Uzanıyorum hemen ve arada bir kirpiklerini kırpıştırırken oldukça dikkatli bir şekilde bizi izleyen gözü naklen görme şanssızlığına nail oluyorum. Üstüme bir fenalık geliyor. Mideme bir yumruk yerleşip iç organlarımı haşırt diye sıkıyor sanki. “Bu ne oğlum!” diyorum sonra.
“Ne bileyim be!” diyor Sayko. “Bir göz işte.”
“Bize bakıyor resmen.” Bunu gözün konuşana doğru dönmesinden çıkarabiliyorum.
“Evet.”
“Bardağın bir numarası olmasın?”
“Hayır değil. Bak, hafif yukarıda duruyor.”
Bir süre düşündükten sonra şöyle diyorum: “İç bakalım birayı, noolacak.”
Sayko bana bakıyor şimdi. “İçeyim mi?”
“Ya da içme, sen bilirsin.”
“Para verdik ağbicim buna,” diyor o sanki zorlu bir karar almaya çalışıyormuşçasına kasılmışken.

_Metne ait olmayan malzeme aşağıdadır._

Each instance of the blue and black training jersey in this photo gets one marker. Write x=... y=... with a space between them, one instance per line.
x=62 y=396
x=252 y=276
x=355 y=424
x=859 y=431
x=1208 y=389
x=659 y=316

“Doğru diyorsun,” diye destekliyorum. “İkimizin de gördüğü bir sanrı olabilir bu. Birileri bize şaka yapıyor da olabilir.”
“Olabilir tabi,” diyor o ve bardağı ağzına götürüyor. “İçmem normal di mi o zaman. Yani sizin şeyinize gelmedik der gibi mi olacak?”
“Bence öyle!”
Duruyor aniden. “Bardakta göz var diyip niye değiştirmiyoruz abicim? Çorbamda sinek var demek gibi bir şey bu.”
“Bence iç. Gelip bir şey görmezlerse alay eder ibneler bizle. Küçücük bir yudum al da görelim nooluyor...”
Koca bir yudum alıyor.
Hop, diye akıp gidiyor boğazından bira ve hiç beklemeden öne doğru geldiğimizde artık orada bir şey görememenin dumurunu yaşıyoruz ikimiz de.
“Dilimle test ettim,” diyor Dr gülerek. “Sadece sıvı vardı.”
“Demek sanrı görmüşüz,” derken pek de ikna olmuş gibi durmuyorum.
“Öyle,” derken onun da aynı ruh haline sahip olduğu yüzündeki anlamsız sırıtıştan belli oluyor.
Telefonum çalıyor o sırada. Arayan Gamlı. Açıyorum.
“Abicim,” diyor heyecan içinde. “Haberleri izliyorum şimdi. Hindistan’da bir tapınakta, on kollu bir heykel var, onun gözü çalınmış.”
“Eeee.”
“Gözün yuvasını çekiyorlar, siz oynuyorsunuz orada. Tüm dünya sizi izliyor...”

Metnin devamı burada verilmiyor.